Setting up an ELK Logging Server
-
Okay, at some point everything got broken and even what was working before is not working now. This is pretty crazy both that all of the instructions from DigitalOcean are wrong, the documentation from ELK is wrong and on GitHub there is no consensus on a fix. I'm rapidly losing all faith in ELK as they are dependent on components that are not working and even they don't seem to have any idea how to make work.
-
Rebuilding from their new (updated in the last 72 hours) ELK image and starting fresh.
-
Update: DigitalOcean has a new build of the ELK image that is fully up to date since I started this thread and you need it in order for things to work. If you are experiencing the issues that I listed above, stop and start over with the latest build. Things "just work" again. I already have CentOS running on CloudatCost sending logs over to ELK on DigitalOcean.
-
If you have a central jump server like we do, it is super easy to push out keys. Once you have the key in place on the Jump server, you can do this to update it at client machines (very easy to script.)
scp /etc/pki/tls/certs/logstash-forwarder.crt root@dny-lnx-pbx1:/etc/pki/tls/certs/ -
Just got a third server feeding into the ELK system. This is working perfectly after the latest update.
-
Here is my working /etc/logstash-forwarder configuration file (x.x.x.x = my IP address, of course)

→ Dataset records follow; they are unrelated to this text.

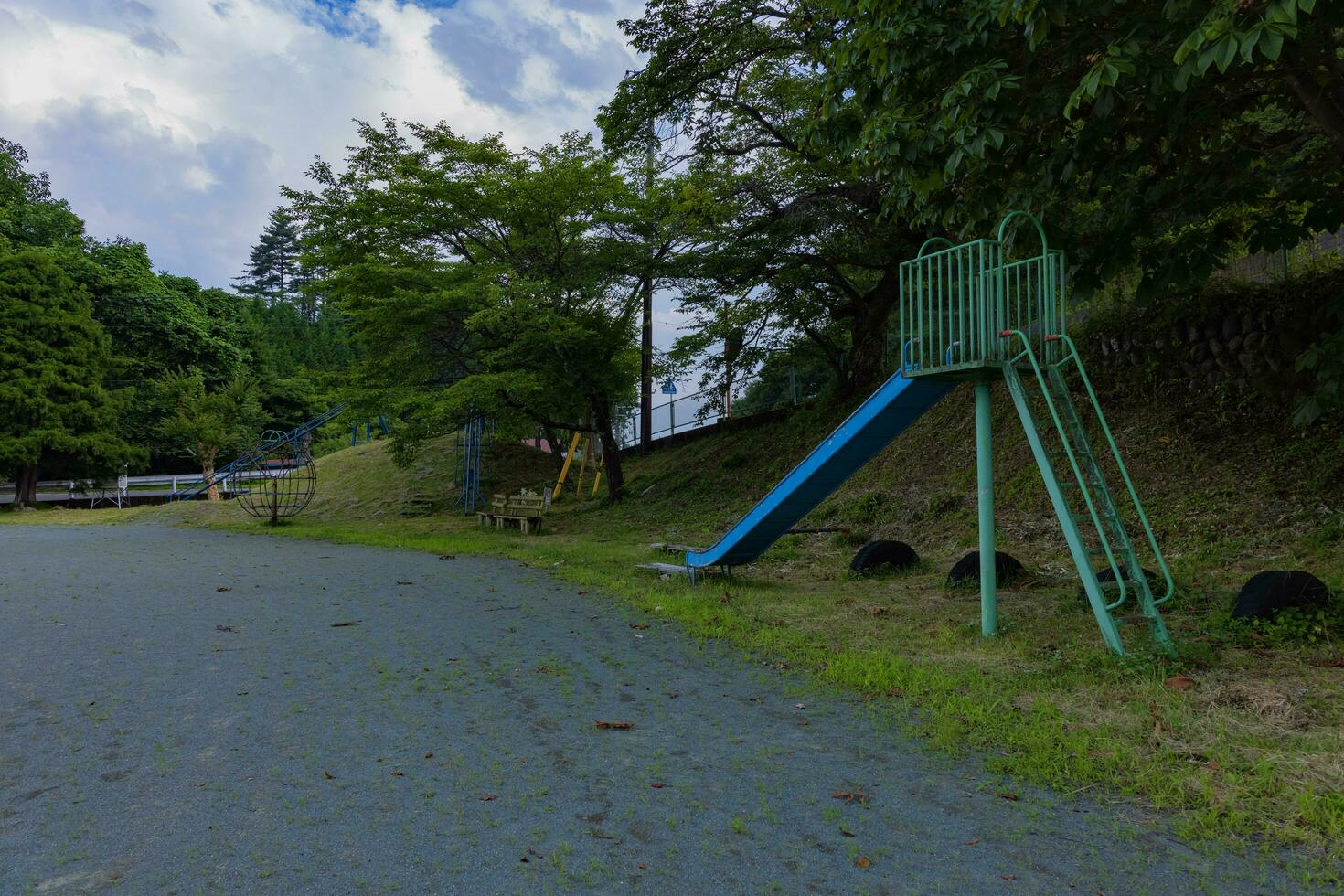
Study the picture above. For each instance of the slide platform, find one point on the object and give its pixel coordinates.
(871, 427)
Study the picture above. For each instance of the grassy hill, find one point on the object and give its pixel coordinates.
(1250, 749)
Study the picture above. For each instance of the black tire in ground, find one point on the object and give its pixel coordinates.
(966, 570)
(898, 555)
(1275, 590)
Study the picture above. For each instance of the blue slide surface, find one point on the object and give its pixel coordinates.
(869, 429)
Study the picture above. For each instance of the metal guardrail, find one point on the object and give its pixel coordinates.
(174, 481)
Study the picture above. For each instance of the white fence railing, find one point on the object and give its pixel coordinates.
(128, 485)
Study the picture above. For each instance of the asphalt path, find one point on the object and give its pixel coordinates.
(186, 710)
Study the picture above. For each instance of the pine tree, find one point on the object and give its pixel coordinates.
(273, 272)
(58, 418)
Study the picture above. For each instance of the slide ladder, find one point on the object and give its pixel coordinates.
(262, 448)
(1089, 513)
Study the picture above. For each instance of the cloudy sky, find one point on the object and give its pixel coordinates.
(174, 121)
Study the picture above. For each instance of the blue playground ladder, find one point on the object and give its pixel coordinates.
(368, 430)
(471, 441)
(262, 448)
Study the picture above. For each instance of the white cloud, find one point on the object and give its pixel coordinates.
(175, 121)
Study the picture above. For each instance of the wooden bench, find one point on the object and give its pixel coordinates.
(526, 509)
(497, 504)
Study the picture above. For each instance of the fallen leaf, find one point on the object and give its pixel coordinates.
(1180, 683)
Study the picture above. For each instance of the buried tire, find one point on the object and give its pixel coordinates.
(898, 555)
(1275, 590)
(966, 570)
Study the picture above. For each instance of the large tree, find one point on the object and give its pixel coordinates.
(837, 134)
(30, 215)
(1160, 137)
(789, 240)
(58, 418)
(276, 272)
(206, 422)
(483, 280)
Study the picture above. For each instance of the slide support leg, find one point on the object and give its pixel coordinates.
(986, 486)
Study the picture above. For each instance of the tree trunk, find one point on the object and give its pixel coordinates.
(208, 472)
(867, 341)
(26, 488)
(555, 450)
(611, 449)
(646, 368)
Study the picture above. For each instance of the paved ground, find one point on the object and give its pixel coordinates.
(180, 712)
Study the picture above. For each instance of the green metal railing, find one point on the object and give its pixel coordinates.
(955, 301)
(1103, 511)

{ "network": { "servers": [ "x.x.x.x:5000" ], "timeout": 15, "ssl ca": "/etc/pki/tls/certs/logstash-forwarder.crt" }, "files": [ { "paths": [ "/var/log/messages", "/var/log/secure" ], "fields": { "type": "syslog" } } ] } -
Next step is to see if the ElasticSearch YUM repos work for this, because that will be far better than the one off RPM install that DO has us doing in their docs. So let's see.
Here is the docs from ELK.
http://www.elasticsearch.org/guide/en/elasticsearch/reference/current/setup-repositories.html
-
Here is what some heavy log ingest looks like on the CPU...
-
This is working awesome now, several servers are feeding in and the reports look fantastic.
-
Here is a view of the log reading portion of the interface.
-
Here is digging into the details of a single log entry:
-
Here is the SAR report for the server. Remember we are running at half the cores, half the memory that is recommended - mostly just as an experiment to see how much is really needed for things to be responsive. And so far, ingesting five servers, it is working just fine. We will be adding more servers and keeping an eye on things to see how the performance is and will grow the server if we need to. We are trying to learn from this so that we will have better capacity information. But for a smaller company it looks like a very small server will work just fine. No question that the server is busy, but now that it is up and running and no longer handling the initial setup, it's nowhere near being fully loaded.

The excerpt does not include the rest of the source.